Attacks by the Saudi Arabia-led coalition

Amnesty International has investigated eight airstrikes by the Saudi Arabia-led coalition which killed at least 141 civilians and injured 101 others, mostly women and children, during a research mission to Yemen in June and July 2015. The evidence gathered reveals a pattern of strikes targeting heavily populated areas including civilian homes, a school, a market and a mosque. In the majority of cases no military target could be located nearby.

“Coalition forces have blatantly failed to take necessary precautions to minimize civilian casualties, an obligation under international humanitarian law. Indiscriminate attacks that result in death or injury to civilians amount to war crimes,” said Donatella Rovera.

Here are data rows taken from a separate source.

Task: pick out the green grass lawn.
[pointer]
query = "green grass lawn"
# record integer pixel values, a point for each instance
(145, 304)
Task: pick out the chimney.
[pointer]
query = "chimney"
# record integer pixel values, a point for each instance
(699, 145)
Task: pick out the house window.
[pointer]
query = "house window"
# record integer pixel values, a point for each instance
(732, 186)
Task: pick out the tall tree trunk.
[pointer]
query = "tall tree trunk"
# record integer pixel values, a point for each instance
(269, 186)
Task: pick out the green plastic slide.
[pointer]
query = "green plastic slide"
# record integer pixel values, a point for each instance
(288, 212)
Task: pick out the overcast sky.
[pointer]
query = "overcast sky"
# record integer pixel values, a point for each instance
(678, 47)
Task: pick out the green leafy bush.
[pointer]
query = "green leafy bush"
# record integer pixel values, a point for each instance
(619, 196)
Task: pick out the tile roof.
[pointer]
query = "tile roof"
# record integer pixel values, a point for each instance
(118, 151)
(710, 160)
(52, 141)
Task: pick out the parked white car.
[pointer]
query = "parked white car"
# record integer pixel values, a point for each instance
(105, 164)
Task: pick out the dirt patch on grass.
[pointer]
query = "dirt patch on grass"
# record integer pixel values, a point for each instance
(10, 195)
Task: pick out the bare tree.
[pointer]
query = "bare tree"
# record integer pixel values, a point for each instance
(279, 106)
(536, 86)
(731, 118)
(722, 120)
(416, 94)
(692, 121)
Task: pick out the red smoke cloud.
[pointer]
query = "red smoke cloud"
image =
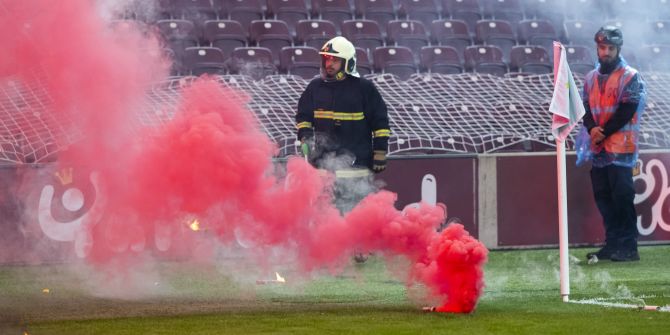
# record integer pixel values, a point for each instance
(211, 162)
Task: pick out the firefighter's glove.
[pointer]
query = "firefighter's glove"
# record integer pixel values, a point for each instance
(379, 161)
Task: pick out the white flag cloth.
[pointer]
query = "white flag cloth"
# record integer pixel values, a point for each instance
(566, 104)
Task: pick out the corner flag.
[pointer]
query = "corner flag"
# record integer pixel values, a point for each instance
(566, 104)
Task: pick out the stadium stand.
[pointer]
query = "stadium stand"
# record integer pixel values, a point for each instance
(243, 11)
(425, 11)
(380, 11)
(579, 31)
(364, 34)
(485, 59)
(397, 60)
(300, 61)
(199, 60)
(408, 33)
(332, 10)
(255, 62)
(444, 94)
(537, 32)
(580, 58)
(498, 33)
(314, 33)
(465, 10)
(289, 11)
(440, 59)
(363, 63)
(271, 34)
(530, 58)
(453, 33)
(225, 35)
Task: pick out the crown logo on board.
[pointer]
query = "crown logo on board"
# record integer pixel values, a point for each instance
(64, 176)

One resident describing the aftermath of an attack on a residential compound inhabited by power plant workers in Mokha on 24 July said “corpses and heads” were scattered everywhere “engulfed by fire and ashes”, comparing the sight to a scene from “judgement day”. Another local resident told Amnesty International he continued to be haunted by the memories of walking through the“pools of blood and severed limbs” of more than 20 victims.

A coalition attack on 9 July killed 10 members of one family including four children who had sought shelter at a school in north Aden after being displaced from their home because of fighting.

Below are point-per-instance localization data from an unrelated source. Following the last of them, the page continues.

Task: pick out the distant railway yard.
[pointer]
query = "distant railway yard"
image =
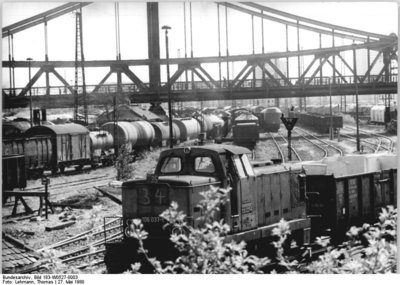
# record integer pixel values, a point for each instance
(85, 214)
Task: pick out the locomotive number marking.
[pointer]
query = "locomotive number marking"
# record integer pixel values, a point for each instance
(144, 197)
(159, 195)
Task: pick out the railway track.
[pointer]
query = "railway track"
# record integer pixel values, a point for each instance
(87, 248)
(326, 148)
(367, 145)
(383, 142)
(282, 148)
(75, 185)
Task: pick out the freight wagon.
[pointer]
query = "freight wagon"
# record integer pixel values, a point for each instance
(349, 190)
(70, 145)
(37, 152)
(259, 198)
(317, 122)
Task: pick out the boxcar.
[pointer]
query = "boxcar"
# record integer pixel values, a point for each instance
(70, 144)
(15, 128)
(259, 199)
(13, 163)
(339, 198)
(37, 151)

“We came here to escape the war,” the father of three young women who were killed in the strike told Amnesty International, “we had nowhere else to go”.

Another unlawful airstrike on 7 July also killed 11 worshipers at a mosque in Waht, north Aden. Witnesses to an airstrike a day earlier at a livestock market, also in north Aden, gave gruesome accounts of the bloodshed to Amnesty International. One survivor described how a piece of shrapnel slashed open his abdomen, causing damage to his internal organs. Another eyewitness described the scene as “a massacre”. “Body parts and blood of humans and animals were mixed together. It was a very painful sight,” he said.